Pourtant, c'est ce même Alan Turing – nous l'avons vu en cherchant la génétique de l'ubique et en en faisant l'archéologie avec son article de 1938 définissant les « machines de Turing » – qui a démontré théoriquement qu'une machine ubique était irrémédiablement incapable de décider s'il existait une solution à un problème si celui-ci n'était pas restreint au domaine du calculable.

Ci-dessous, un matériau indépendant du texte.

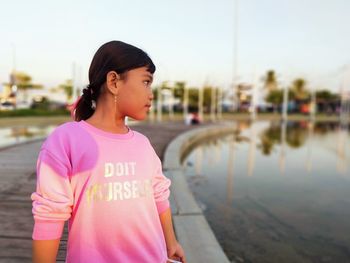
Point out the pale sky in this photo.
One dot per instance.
(188, 40)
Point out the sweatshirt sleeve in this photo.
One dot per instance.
(53, 198)
(160, 186)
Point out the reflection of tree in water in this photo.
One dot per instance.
(297, 134)
(270, 137)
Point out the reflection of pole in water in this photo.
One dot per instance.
(309, 146)
(230, 171)
(218, 150)
(341, 146)
(283, 147)
(199, 160)
(252, 150)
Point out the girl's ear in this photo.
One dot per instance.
(112, 81)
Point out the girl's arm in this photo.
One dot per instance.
(45, 251)
(174, 249)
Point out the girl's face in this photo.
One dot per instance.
(135, 95)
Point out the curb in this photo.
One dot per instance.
(191, 226)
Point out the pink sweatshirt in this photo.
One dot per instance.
(111, 189)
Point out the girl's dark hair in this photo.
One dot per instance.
(114, 55)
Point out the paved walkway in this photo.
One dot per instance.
(17, 182)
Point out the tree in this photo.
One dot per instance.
(67, 87)
(299, 91)
(270, 81)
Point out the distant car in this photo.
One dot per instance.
(7, 106)
(23, 105)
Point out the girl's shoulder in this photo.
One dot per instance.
(63, 132)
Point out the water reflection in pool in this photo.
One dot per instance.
(276, 193)
(19, 134)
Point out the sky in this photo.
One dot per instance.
(190, 40)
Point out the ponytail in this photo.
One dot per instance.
(112, 56)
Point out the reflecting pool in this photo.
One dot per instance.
(19, 134)
(275, 192)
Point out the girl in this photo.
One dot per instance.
(103, 177)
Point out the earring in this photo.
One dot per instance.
(93, 104)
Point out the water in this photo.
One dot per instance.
(23, 133)
(276, 193)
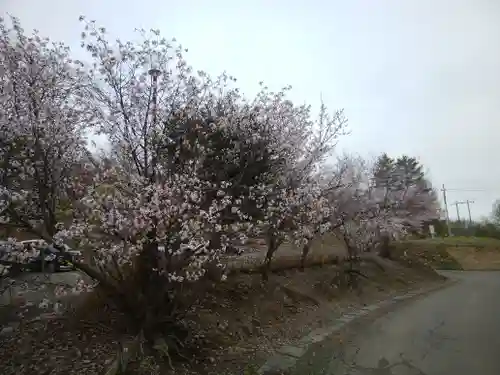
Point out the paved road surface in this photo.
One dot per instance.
(454, 331)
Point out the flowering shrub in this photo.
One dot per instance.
(192, 167)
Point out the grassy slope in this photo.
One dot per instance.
(469, 253)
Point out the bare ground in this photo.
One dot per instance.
(242, 321)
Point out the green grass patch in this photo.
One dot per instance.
(428, 252)
(477, 242)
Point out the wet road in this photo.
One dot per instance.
(454, 331)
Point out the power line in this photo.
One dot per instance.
(473, 190)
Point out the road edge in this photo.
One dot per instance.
(288, 355)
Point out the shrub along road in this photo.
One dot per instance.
(454, 331)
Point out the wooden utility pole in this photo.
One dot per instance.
(468, 209)
(456, 204)
(446, 211)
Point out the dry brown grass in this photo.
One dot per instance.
(467, 253)
(472, 258)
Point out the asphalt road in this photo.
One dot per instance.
(454, 331)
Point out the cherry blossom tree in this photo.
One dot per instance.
(42, 124)
(370, 215)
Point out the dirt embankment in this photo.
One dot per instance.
(241, 321)
(459, 253)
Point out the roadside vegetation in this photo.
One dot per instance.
(212, 226)
(467, 253)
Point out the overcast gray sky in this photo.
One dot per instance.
(420, 77)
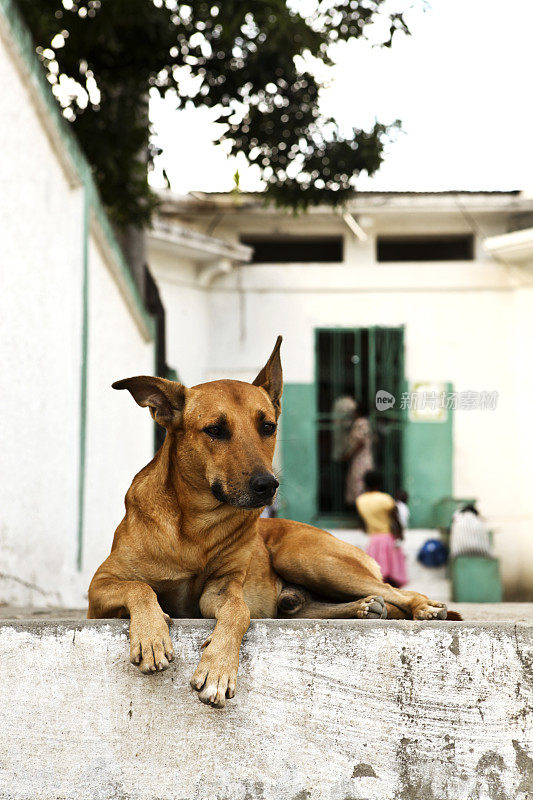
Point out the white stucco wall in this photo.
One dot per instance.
(42, 243)
(40, 333)
(186, 306)
(120, 434)
(464, 323)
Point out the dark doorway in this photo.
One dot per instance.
(358, 363)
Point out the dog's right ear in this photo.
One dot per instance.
(165, 399)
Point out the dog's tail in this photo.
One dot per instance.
(454, 615)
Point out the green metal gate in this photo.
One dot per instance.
(358, 363)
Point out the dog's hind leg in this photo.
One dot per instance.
(333, 569)
(297, 603)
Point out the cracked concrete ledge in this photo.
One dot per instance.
(325, 710)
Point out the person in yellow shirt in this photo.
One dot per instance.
(378, 511)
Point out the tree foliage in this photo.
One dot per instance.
(245, 59)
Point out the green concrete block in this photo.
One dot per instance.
(476, 579)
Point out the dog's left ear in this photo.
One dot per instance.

Or en quoi consiste l'IA telle qu'elle fonctionne quelques six à huit décennies après ces articles séminaux ? D'une part, elle obéit à une logique très différente des machines de Turing. Celles-ci posent un ensemble de règles logiques explicites que la machine doit suivre pour exécuter ses opérations. C'est ainsi que le développement de logiciels est effectué lorsque l'on programme classiquement : on indique à l'ordinateur que s'il se trouve dans telle ou telle situation, alors il doit accomplir telle ou telle opération, qu'on le force éventuellement à répéter tant que telle ou telle condition est satisfaite. Il n'y a rien de plus intelligent dans le fonctionnement classique d'un ordinateur : il exécute bêtement les enchaînements logicomathématiques qu'on lui donne sous forme d'instructions explicites dans un langage de programmation. Et l'on a bien du mal à appeler cela « intelligence » !

Il en va tout autrement des algorithmes actuels dits « d'intelligence artificielle » et qui reposent principalement sur l'apprentissage profond – deep learning – de réseaux de neurones. De tels réseaux sont constitués de petits programmes ubiques n'ayant pour seule instruction que de s'activer ou rester en sommeil selon qu'un seuil est atteint par l'activité des cellules voisines auxquelles ils sont reliés. Ce qui donne lieu à la mise en branle de circuits permettant d'emprunter des chemins conduisant à tel ou tel résultat. Mais ces résultats restent largement inexplicables même par celles et ceux qui ont programmé ces réseaux artificiels de neurones, ceux-ci configurant eux-mêmes les chemins logiques qui seront effectivement empruntés sans que l'agencement de ces itinéraires soit connu a priori. On entraîne ces réseaux avec des corpus de données gigantesques, ce qui leur permet d'en déduire des règles statistique suffisamment fiables pour, après la phase d'apprentissage, prédire un résultat correct à partir de nouvelles données.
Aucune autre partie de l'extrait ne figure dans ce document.